Common misconception: embeddings are harmless, static vectors that cannot leak sensitive information. In reality, the very process of turning raw text into high‑dimensional vectors creates a surface that can be probed, copied, or replayed to extract proprietary data.
When a developer sends raw customer data to an embedding service, the service returns a numeric representation. Those numbers encode patterns, relationships, and sometimes verbatim fragments of the original text. If an attacker can query the same model or capture the vector stream, they can reconstruct or infer the source data, leading to data exfiltration.
Why embeddings attract data exfiltration
Embedding pipelines usually follow three steps: ingest raw data, compute a vector, and store or forward the vector to downstream systems such as search indexes, recommendation engines, or LLM prompts. Each step introduces a potential leakage point:
- Ingress: Unauthenticated callers may push raw documents directly to the embedding endpoint.
- Vector generation: The model runs inside a process that can be instrumented or intercepted, allowing an adversary to capture the output.
- Persistence: Vectors are often written to databases or caches without redaction, creating a long‑term repository of sensitive signals.
Because the vectors are deterministic for a given model, repeated queries can be used to triangulate the original text. This makes embeddings a high‑value target for data exfiltration attacks.
Where enforcement must happen
Identity and token verification (the setup) can tell you who is asking for an embedding, but it cannot stop a privileged user from sending raw data or from storing the result unfiltered.

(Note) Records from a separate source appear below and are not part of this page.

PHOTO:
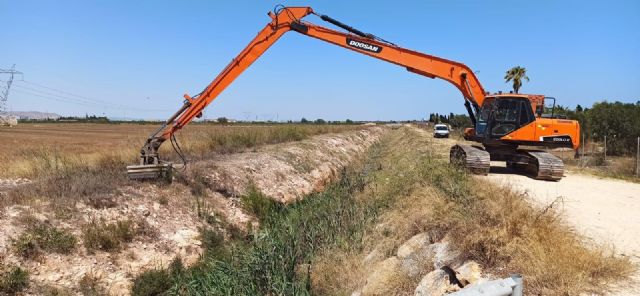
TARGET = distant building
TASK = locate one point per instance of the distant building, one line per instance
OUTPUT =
(8, 120)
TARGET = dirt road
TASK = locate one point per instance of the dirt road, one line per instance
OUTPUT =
(607, 211)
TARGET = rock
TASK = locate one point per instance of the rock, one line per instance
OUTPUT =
(442, 254)
(185, 237)
(435, 283)
(382, 275)
(372, 257)
(469, 273)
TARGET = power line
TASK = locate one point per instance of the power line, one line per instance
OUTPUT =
(5, 94)
(69, 97)
(73, 96)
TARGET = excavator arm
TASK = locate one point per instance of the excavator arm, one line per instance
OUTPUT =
(287, 19)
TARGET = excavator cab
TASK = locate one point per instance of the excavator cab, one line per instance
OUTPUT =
(502, 115)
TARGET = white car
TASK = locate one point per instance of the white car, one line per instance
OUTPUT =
(440, 131)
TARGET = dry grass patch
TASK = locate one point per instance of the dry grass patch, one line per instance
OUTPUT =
(111, 236)
(493, 225)
(503, 231)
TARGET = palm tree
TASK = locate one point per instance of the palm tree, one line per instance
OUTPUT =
(516, 74)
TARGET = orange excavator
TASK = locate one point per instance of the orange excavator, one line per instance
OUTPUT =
(506, 125)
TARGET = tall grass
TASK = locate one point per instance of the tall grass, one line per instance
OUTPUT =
(276, 260)
(234, 139)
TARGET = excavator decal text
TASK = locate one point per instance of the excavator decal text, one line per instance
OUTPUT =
(363, 45)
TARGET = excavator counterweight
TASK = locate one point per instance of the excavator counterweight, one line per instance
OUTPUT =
(502, 123)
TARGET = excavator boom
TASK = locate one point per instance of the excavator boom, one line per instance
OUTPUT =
(287, 19)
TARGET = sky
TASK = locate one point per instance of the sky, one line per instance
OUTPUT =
(136, 59)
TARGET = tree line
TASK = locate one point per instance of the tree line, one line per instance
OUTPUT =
(618, 121)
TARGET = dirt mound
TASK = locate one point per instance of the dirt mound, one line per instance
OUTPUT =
(289, 171)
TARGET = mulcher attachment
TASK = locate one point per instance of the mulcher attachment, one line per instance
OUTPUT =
(161, 171)
(473, 158)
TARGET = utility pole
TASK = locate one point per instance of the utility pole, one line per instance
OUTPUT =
(5, 94)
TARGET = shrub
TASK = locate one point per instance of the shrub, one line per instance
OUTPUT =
(43, 237)
(89, 286)
(258, 204)
(152, 283)
(99, 235)
(14, 280)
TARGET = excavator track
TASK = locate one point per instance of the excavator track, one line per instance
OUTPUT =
(545, 166)
(473, 158)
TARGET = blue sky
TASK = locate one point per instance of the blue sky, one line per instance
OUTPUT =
(146, 54)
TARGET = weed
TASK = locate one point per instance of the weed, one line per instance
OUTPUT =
(89, 286)
(152, 283)
(13, 280)
(213, 242)
(66, 181)
(99, 235)
(273, 262)
(163, 200)
(43, 237)
(258, 204)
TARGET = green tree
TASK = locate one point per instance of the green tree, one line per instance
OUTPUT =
(516, 74)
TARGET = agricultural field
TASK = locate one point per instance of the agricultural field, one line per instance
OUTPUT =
(23, 146)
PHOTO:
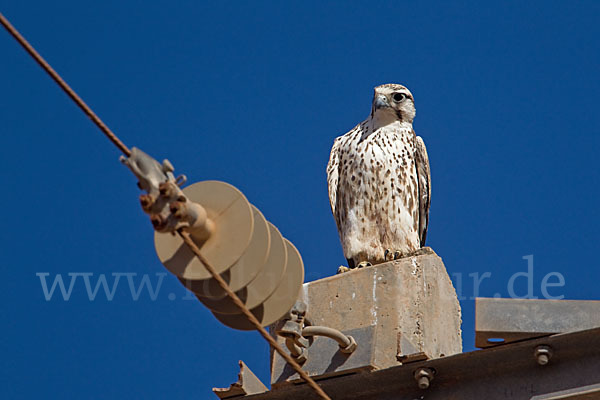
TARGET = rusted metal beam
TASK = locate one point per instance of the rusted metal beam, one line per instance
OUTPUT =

The only place you can reliably apply masking, approval workflows, and audit logging is in the data path itself – the gateway that sits between the caller and the embedding service.

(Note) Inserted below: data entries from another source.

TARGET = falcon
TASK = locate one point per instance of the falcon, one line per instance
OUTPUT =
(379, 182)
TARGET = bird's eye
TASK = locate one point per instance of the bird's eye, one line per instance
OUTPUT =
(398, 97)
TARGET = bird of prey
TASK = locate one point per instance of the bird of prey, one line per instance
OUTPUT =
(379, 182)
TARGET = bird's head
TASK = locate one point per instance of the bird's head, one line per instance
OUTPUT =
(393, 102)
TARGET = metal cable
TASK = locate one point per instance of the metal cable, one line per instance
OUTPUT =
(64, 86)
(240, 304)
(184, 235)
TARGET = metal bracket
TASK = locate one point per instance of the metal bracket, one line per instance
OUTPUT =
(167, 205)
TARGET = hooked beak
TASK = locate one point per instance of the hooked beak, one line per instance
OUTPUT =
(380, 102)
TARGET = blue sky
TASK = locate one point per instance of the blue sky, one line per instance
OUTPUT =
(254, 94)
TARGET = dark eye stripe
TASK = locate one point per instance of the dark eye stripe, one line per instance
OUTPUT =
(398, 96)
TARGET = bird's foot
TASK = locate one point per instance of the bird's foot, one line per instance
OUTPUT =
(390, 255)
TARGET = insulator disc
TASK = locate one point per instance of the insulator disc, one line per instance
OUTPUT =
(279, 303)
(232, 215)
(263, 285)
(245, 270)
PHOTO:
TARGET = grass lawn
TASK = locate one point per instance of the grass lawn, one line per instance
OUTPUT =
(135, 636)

By placing a Layer 7 proxy in front of the embedding endpoint, you gain a single control surface that can:
- Inspect the request payload and reject any raw content that violates policy.
- Mask or redact sensitive fields in the response before they reach the client.
- Require a just‑in‑time approval for high‑risk queries.
- Record the entire session for replay and forensic analysis.
These enforcement outcomes exist only because the gateway sits in the data path; they cannot be achieved by identity checks alone.
hoop.dev as the data‑path gateway
hoop.dev provides exactly the gateway described above. It proxies connections to any target that speaks a supported protocol, including HTTP‑based embedding services. When a request arrives, hoop.dev validates the OIDC token, extracts group membership, and then applies policy before the request reaches the model.
hoop.dev masks sensitive fields in the embedding response, ensuring that downstream stores never receive raw vectors that could be reverse‑engineered. It blocks dangerous queries that exceed size or frequency thresholds, and it can route suspicious requests to a human approver for just‑in‑time consent.